Special to the Times
For the past 18 months, Red Mountain Theatre Company Executive Director Keith Cromwell and Human Rights New Works Festival Director Matt Schicker have pored over scripts about nearly every human rights issue under the sun, in curating of the ideal balance of works for the second annual festival to be held March 21 – 24.
The Human Rights New Works Festival will take place at the RMTC Cabaret Theatre, 301 19th Street North.
Cromwell and Schicker have enlisted the help of Broadway’s Kenita Miller (Once on this Island) as this year’s Festival Artistic Adviser, lending her voice and experience to the creative process as well as community conversations.
“We work really hard to ensure the festival’s titles are as broad and diverse as possible in their human rights angles, artistic sensibilities, demographics of the writing teams, characters presented,” said Cromwell. “We’re seeking to inspire conversation and community among the audience that experiences these works. We want them to be moved, engaged, and entertained over the course of the long weekend – it’s often a tall order.”
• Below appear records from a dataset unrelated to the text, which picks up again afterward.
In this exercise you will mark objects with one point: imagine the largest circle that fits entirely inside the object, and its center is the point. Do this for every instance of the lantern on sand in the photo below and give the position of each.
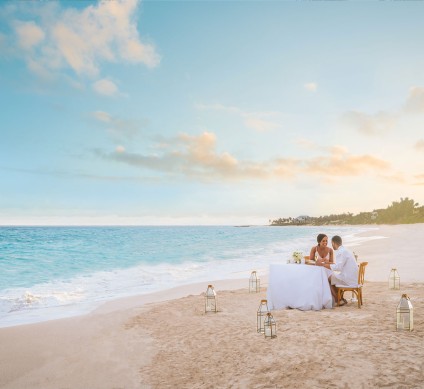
(270, 327)
(210, 300)
(394, 279)
(405, 314)
(254, 283)
(261, 315)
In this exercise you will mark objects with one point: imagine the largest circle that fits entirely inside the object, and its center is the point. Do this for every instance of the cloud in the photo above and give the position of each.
(415, 101)
(367, 124)
(120, 129)
(196, 157)
(28, 34)
(257, 121)
(311, 86)
(419, 145)
(306, 144)
(80, 39)
(339, 163)
(105, 87)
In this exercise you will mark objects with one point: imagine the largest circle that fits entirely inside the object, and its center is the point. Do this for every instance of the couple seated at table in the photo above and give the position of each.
(345, 266)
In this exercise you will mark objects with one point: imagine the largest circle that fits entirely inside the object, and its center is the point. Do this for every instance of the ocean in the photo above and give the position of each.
(54, 272)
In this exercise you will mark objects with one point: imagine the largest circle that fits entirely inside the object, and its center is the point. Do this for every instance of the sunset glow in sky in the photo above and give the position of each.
(189, 112)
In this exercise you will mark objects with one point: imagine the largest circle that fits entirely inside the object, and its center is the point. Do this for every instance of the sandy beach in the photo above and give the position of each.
(165, 340)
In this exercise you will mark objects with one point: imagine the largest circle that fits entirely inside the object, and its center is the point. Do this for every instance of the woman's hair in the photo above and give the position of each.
(337, 239)
(320, 237)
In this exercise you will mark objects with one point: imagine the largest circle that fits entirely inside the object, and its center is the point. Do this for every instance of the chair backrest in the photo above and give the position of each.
(361, 273)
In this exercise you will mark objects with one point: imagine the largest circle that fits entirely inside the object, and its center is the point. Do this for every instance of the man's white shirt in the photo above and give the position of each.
(346, 265)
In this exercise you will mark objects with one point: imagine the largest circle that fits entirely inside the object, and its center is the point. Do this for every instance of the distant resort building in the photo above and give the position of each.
(301, 219)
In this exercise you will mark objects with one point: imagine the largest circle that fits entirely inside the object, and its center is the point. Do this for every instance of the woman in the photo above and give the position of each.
(321, 251)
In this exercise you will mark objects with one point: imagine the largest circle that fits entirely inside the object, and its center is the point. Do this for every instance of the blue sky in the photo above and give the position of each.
(126, 112)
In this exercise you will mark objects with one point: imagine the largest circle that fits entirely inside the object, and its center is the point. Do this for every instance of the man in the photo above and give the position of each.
(345, 265)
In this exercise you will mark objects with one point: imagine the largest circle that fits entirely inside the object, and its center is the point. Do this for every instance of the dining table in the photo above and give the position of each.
(299, 286)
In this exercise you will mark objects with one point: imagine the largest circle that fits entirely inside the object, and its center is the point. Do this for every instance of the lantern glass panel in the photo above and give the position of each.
(405, 314)
(394, 279)
(270, 327)
(210, 299)
(261, 315)
(254, 283)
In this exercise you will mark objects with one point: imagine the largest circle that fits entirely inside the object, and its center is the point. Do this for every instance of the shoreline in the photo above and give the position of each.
(32, 304)
(136, 342)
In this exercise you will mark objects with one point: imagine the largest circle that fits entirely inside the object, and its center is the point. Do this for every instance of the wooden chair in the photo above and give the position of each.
(356, 289)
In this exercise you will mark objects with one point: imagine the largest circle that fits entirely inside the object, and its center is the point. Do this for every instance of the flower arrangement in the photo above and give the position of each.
(297, 256)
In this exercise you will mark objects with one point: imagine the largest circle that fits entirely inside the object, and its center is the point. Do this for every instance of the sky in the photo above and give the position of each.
(208, 112)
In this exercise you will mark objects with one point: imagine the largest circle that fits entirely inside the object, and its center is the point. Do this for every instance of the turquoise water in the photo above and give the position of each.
(49, 272)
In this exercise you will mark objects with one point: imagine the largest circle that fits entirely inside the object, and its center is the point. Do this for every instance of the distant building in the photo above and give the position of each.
(301, 219)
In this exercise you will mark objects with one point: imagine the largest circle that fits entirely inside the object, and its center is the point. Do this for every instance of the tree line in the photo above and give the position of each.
(405, 211)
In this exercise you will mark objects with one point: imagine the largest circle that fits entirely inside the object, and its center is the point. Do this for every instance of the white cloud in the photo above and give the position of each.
(196, 157)
(311, 86)
(29, 34)
(102, 116)
(105, 87)
(81, 39)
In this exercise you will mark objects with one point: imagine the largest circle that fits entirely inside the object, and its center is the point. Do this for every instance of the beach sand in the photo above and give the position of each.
(165, 340)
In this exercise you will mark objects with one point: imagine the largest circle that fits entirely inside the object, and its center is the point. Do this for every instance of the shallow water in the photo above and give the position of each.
(52, 272)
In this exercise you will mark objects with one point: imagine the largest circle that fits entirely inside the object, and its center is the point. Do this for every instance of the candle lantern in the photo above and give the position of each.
(254, 283)
(261, 315)
(394, 279)
(270, 327)
(404, 314)
(210, 300)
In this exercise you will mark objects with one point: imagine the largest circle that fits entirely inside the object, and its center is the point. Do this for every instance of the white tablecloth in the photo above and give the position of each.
(303, 287)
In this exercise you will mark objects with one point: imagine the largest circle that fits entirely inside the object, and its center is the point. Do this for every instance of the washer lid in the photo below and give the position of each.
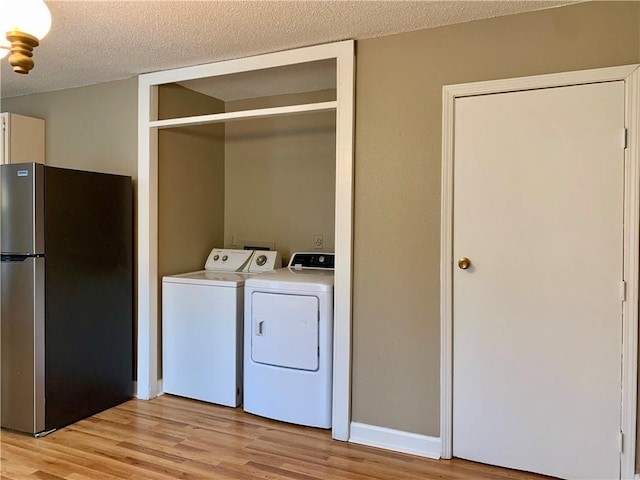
(290, 279)
(207, 277)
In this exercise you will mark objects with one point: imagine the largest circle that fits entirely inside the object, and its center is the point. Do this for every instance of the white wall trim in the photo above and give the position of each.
(630, 74)
(396, 440)
(344, 54)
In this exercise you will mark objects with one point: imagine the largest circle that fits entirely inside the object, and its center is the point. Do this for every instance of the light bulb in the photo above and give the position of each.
(26, 16)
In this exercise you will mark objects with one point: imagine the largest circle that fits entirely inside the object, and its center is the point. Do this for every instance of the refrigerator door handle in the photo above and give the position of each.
(22, 339)
(19, 257)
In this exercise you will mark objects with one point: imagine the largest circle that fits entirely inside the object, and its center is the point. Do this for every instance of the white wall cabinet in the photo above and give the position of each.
(22, 139)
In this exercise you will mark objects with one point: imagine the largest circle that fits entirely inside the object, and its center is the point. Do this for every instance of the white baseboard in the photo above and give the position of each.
(396, 440)
(135, 388)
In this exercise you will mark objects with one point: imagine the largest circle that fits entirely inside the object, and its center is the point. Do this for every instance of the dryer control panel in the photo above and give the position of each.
(317, 260)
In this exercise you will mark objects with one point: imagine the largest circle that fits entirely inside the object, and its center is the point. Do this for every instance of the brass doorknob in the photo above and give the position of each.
(464, 263)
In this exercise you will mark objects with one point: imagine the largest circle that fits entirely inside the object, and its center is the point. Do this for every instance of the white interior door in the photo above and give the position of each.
(537, 318)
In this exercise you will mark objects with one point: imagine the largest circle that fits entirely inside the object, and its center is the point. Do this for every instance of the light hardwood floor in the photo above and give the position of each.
(175, 438)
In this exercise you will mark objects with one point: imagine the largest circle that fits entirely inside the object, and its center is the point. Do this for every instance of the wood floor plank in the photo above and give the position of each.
(170, 438)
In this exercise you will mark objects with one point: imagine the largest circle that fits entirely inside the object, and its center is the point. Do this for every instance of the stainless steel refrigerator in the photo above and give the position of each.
(66, 293)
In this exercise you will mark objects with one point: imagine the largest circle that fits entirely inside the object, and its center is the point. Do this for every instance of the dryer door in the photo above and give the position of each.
(285, 330)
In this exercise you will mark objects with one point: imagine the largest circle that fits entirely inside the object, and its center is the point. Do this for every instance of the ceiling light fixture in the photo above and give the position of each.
(24, 23)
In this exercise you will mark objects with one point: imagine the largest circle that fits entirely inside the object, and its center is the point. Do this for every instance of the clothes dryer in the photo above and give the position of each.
(202, 316)
(288, 341)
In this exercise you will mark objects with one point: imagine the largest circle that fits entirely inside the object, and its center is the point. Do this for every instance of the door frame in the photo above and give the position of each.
(630, 74)
(148, 385)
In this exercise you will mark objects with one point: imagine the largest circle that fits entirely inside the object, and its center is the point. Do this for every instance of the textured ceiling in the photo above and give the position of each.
(95, 41)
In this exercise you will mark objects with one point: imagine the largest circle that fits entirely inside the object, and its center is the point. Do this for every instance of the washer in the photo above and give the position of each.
(202, 326)
(288, 341)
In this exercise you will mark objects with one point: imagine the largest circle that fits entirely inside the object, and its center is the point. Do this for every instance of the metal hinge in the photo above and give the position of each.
(621, 443)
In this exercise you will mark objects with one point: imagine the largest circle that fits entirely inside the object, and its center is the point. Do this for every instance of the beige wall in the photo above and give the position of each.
(397, 179)
(396, 330)
(90, 128)
(280, 178)
(190, 188)
(190, 183)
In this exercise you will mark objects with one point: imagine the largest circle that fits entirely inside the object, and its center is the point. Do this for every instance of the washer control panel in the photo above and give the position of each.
(264, 260)
(227, 260)
(247, 261)
(317, 260)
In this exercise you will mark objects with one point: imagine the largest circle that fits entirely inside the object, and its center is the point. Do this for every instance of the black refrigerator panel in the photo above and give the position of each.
(66, 289)
(21, 230)
(89, 293)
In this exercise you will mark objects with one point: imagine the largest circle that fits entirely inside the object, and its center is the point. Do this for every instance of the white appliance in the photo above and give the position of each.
(288, 341)
(202, 326)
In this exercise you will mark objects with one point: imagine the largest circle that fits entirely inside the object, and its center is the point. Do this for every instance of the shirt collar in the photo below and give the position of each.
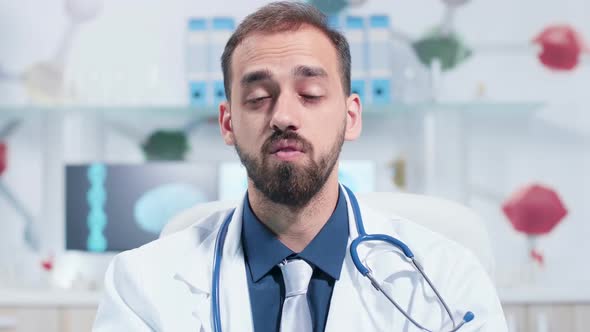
(263, 250)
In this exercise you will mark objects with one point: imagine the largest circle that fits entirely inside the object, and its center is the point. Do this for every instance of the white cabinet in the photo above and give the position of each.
(29, 320)
(547, 317)
(47, 319)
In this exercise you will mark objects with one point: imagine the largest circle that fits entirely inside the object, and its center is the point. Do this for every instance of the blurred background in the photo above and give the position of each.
(108, 128)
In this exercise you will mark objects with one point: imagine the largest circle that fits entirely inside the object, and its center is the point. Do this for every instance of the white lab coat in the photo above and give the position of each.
(166, 284)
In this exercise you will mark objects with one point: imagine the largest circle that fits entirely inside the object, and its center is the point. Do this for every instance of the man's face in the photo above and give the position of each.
(288, 115)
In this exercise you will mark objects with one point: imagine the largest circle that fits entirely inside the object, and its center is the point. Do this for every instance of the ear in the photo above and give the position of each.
(225, 125)
(354, 120)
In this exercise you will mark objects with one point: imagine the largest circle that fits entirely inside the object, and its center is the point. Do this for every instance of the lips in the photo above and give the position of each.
(286, 145)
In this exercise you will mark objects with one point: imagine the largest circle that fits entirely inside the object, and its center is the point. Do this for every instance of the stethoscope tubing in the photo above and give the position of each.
(365, 271)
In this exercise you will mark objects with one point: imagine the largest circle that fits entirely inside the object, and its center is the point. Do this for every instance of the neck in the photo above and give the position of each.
(296, 227)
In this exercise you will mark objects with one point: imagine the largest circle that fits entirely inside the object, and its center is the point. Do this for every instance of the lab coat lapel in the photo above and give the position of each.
(197, 270)
(236, 314)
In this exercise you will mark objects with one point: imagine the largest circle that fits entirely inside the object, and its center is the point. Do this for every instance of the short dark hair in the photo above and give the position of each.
(285, 16)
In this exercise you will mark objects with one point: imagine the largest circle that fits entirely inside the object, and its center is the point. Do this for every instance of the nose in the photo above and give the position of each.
(286, 114)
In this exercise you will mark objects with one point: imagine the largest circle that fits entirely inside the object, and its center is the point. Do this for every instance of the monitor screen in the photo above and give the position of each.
(116, 207)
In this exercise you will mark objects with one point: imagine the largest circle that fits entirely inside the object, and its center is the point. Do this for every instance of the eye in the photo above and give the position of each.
(310, 98)
(256, 102)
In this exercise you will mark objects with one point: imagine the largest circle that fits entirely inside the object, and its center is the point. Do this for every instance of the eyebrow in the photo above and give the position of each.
(307, 71)
(255, 76)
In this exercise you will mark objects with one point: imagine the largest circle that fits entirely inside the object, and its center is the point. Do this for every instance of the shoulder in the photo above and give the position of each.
(170, 251)
(426, 244)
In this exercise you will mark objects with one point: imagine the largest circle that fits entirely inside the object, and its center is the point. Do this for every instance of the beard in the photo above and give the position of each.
(287, 183)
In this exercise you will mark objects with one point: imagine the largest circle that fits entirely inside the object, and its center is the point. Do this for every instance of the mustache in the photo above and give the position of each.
(282, 135)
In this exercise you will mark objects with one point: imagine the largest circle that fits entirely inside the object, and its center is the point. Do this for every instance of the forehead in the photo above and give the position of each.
(281, 51)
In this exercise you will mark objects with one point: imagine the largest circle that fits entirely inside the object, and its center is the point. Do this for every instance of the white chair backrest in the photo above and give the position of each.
(447, 218)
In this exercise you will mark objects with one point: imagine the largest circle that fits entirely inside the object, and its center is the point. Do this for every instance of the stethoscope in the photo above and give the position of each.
(365, 271)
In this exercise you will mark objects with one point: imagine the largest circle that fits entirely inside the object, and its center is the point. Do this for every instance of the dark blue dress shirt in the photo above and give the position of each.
(263, 252)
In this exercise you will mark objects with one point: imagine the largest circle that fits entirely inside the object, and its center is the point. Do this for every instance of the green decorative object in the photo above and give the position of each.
(329, 7)
(166, 145)
(449, 49)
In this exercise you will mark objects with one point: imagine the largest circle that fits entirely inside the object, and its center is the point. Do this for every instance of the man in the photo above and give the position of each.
(283, 254)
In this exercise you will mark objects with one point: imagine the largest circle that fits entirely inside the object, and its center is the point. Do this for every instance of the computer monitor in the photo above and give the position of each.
(116, 207)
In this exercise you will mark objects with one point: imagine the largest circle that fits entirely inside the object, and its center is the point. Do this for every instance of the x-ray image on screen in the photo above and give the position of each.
(116, 207)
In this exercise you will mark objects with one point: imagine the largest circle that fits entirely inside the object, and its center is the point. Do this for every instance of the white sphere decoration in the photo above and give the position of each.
(455, 3)
(356, 2)
(83, 10)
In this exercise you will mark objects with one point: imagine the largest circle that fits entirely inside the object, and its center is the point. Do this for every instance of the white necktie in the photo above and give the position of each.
(296, 316)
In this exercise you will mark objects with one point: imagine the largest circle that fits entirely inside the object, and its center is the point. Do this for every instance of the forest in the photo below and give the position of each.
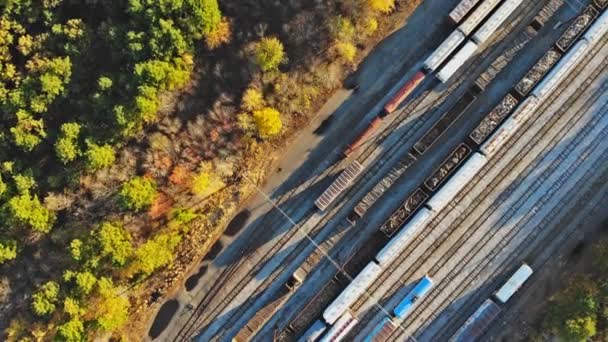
(126, 129)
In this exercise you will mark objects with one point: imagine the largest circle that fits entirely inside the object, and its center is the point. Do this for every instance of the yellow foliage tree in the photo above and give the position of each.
(220, 35)
(268, 122)
(384, 6)
(346, 51)
(252, 99)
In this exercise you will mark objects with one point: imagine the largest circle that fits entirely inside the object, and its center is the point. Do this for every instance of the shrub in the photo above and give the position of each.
(252, 99)
(137, 193)
(346, 51)
(383, 6)
(45, 298)
(99, 156)
(115, 242)
(268, 122)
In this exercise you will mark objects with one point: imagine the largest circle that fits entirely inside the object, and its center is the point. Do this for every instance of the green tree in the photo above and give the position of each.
(115, 242)
(72, 307)
(27, 210)
(28, 132)
(45, 298)
(206, 16)
(66, 146)
(8, 250)
(137, 193)
(71, 331)
(268, 122)
(99, 156)
(156, 252)
(269, 53)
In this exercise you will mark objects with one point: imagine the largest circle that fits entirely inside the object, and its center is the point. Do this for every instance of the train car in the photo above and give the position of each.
(477, 323)
(403, 92)
(466, 172)
(597, 30)
(444, 50)
(419, 291)
(509, 127)
(382, 331)
(601, 3)
(461, 10)
(342, 326)
(352, 292)
(561, 70)
(363, 136)
(314, 332)
(513, 284)
(478, 15)
(397, 244)
(339, 185)
(457, 61)
(495, 21)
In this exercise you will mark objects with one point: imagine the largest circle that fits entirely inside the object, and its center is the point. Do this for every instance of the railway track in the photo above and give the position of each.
(484, 259)
(194, 323)
(419, 238)
(500, 275)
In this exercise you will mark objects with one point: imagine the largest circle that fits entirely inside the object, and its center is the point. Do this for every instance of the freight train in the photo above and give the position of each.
(465, 172)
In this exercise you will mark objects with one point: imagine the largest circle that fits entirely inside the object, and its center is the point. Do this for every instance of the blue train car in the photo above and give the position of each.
(421, 289)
That tall order was achieved last year in the inaugural festival with works covering the cycle of poverty and incarceration, autism, racial inequality, and transgender issues. Audiences raved about the material and participated actively in conversations following each reading. This year looks to be no exception.
Beyond the engagement of audiences who will attend the March festival, RMTC structures the festival experience to provide an artistic sandbox for writers in the further development of their play/musical.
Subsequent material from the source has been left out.